BBC Creative reimagines football's great moments through fans' everyday objects in its new campaign for the 2026 FIFA World Cup.

The film, titled “Let’s Make It Iconic,” transforms familiar items of football culture—scarves, badges, flags, drums, face paint, and bobbleheads—into animated scenes. Developed by BBC’s in-house creative agency BBC Creative, the campaign was created in collaboration with Blinkink, illustrator Dan Evans, and BAFTA-winning director Nicos Livesey.

The film announces the 2026 World Cup broadcasts while stepping away from classic sports promotion language. Instead of stadium shots, close-ups of star players, or big-match atmosphere, it opts for a handmade world built around fans' celebratory objects. This brings past World Cup memories and the tournament's new stars together in the same visual universe.

Fan Objects Transform into “Fanvases”

At the heart of the campaign lies the idea of “fanvases.” BBC Creative turns the objects fans use while experiencing a match into small narrative surfaces. A scarf is no longer just an accessory worn around the neck; it becomes a stage where football memories are embroidered. Badges, flags, drums, and face paints similarly become part of visual transitions linking the past and future.

The film combines live-action, 2D animation, stop-motion, handmade production, and tactile techniques executed in-camera. This blend gives the campaign a physical texture rather than a digital sheen. The visuals lean not toward an overly polished world but toward a handmade, mark-bearing production process.

The production involved knitting experts, enamel badge manufacturers, and stop-motion animators.
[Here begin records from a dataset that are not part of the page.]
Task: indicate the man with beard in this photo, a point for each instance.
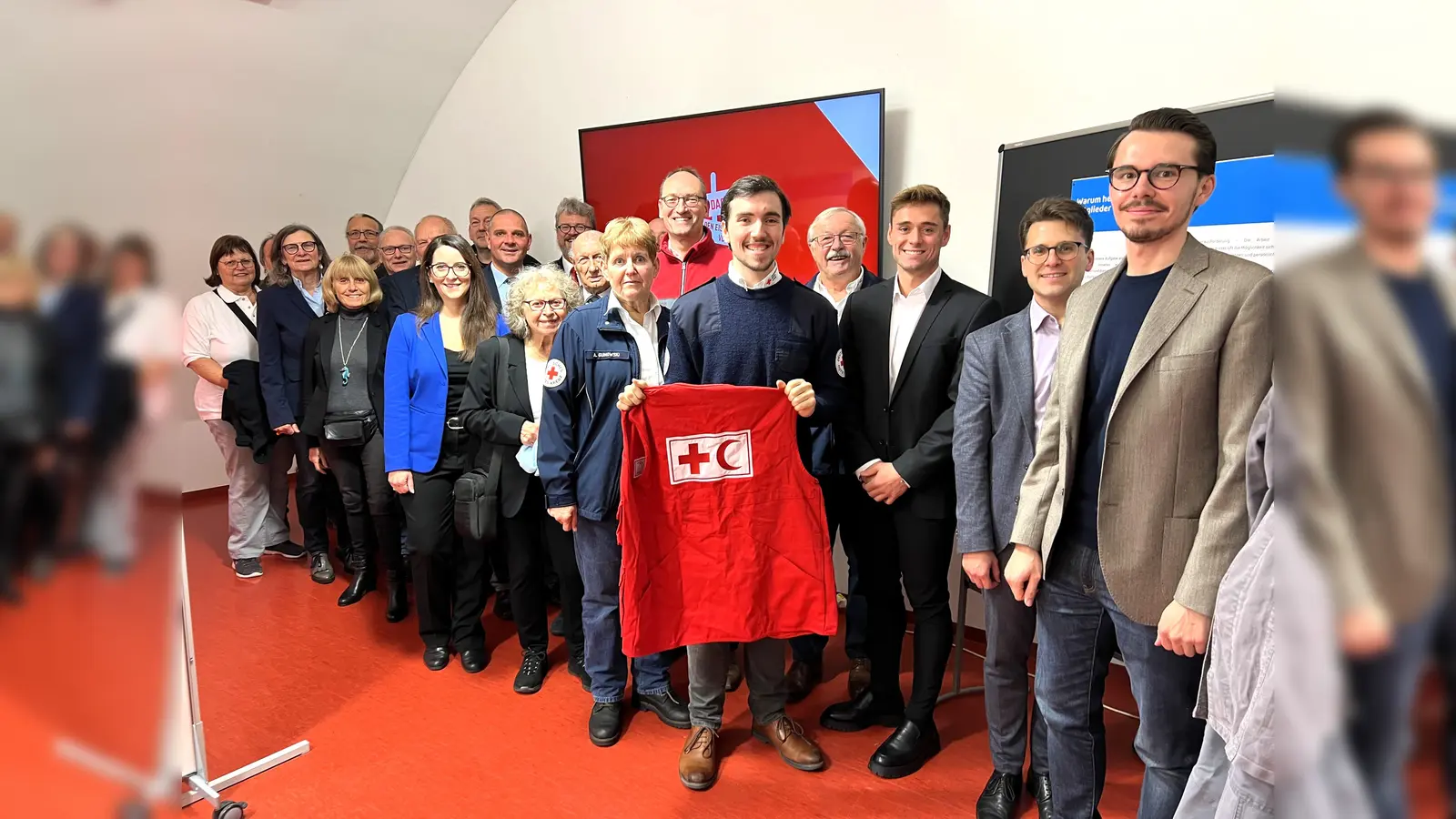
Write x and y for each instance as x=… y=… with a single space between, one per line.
x=363 y=232
x=592 y=266
x=1135 y=503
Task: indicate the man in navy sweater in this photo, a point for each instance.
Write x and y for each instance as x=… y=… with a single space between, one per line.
x=753 y=327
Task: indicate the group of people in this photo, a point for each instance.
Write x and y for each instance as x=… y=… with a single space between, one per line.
x=1085 y=460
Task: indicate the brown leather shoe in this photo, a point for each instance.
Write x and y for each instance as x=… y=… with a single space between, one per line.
x=858 y=678
x=698 y=765
x=803 y=678
x=794 y=748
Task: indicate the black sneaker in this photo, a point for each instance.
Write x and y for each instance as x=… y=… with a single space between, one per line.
x=248 y=567
x=320 y=569
x=286 y=550
x=533 y=671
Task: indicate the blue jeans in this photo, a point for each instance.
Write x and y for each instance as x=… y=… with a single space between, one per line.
x=810 y=647
x=599 y=557
x=1079 y=629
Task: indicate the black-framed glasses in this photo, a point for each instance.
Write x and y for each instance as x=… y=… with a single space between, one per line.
x=1067 y=251
x=1162 y=177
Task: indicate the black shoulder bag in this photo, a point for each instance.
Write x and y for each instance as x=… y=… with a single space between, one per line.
x=478 y=491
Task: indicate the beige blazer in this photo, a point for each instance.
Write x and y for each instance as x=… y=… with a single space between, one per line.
x=1171 y=506
x=1373 y=490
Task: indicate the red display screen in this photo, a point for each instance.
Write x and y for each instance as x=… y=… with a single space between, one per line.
x=823 y=152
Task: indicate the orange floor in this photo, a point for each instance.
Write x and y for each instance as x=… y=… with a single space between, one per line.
x=278 y=662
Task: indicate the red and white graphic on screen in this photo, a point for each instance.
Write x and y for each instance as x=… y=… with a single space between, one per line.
x=710 y=458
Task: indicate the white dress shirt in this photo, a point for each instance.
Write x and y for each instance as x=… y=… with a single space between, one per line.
x=1046 y=337
x=211 y=331
x=644 y=336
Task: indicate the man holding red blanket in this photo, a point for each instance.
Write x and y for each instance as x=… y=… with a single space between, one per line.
x=752 y=327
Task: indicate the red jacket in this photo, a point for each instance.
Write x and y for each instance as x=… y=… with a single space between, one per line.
x=721 y=526
x=705 y=259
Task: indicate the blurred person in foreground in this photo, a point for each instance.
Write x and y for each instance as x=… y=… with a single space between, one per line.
x=1366 y=349
x=143 y=334
x=26 y=407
A significant portion of the film's transitions was designed according to each object's material and movement capabilities. Thus, each object behaves differently: the fabric of the scarf, the surface of the badge, the shape of the drum, and the motion of the bobblehead each create their own visual language.

A Handmade World Cup Film

In an era of increasingly synthetic and overly polished visuals, the campaign highlights craftsmanship. BBC Creative's approach tells the story of a major sports event like the World Cup through fan labor, objects, and textures rather than technological spectacle.

Nicos Livesey from Blinkink describes the film as one of the most technically demanding shoots they've ever undertaken. He notes that each object behaves differently, the transitions required a complex production process, and the sense of vitality largely comes from these imperfections, textures, and fingerprints.

Tom Espezel, creative director at BBC Creative, says that in a time when AI-generated images are proliferating, celebrating the effort and craft behind fan expression has become more important. This approach elevates the film beyond a mere tournament promo, turning it into a narrative focused on the physical and emotional objects of football fandom.

The music used in the film also supports the campaign's atmosphere. Tomora's track “Somewhere Else,” crafted in collaboration with Aurora and Tom Rowlands of The Chemical Brothers, brings the soundscape to the campaign.

BBC's 2026 World Cup Broadcasts Intro Film

“Let’s Make It Iconic” serves as the main campaign film announcing BBC's 2026 FIFA World Cup broadcasts. The tournament coverage will reach audiences via BBC TV, iPlayer, 5 Live, BBC Sounds, the BBC Sport website and app, the new BBC Sport Football YouTube channel, and social media accounts.

The campaign approaches the 2026 tournament—positioned as the biggest World Cup ever held—not just from a match broadcast perspective but through football's memory and fan culture. Iconic moments from the past, future stars, and fan objects all converge within the same film.

BBC Creative's film brings not only the players to the screen but also the way fans experience the match when telling the story of a major sports event. This time, scarves, badges, flags, and face paints are not mere decorations; they become the carriers of the World Cup story.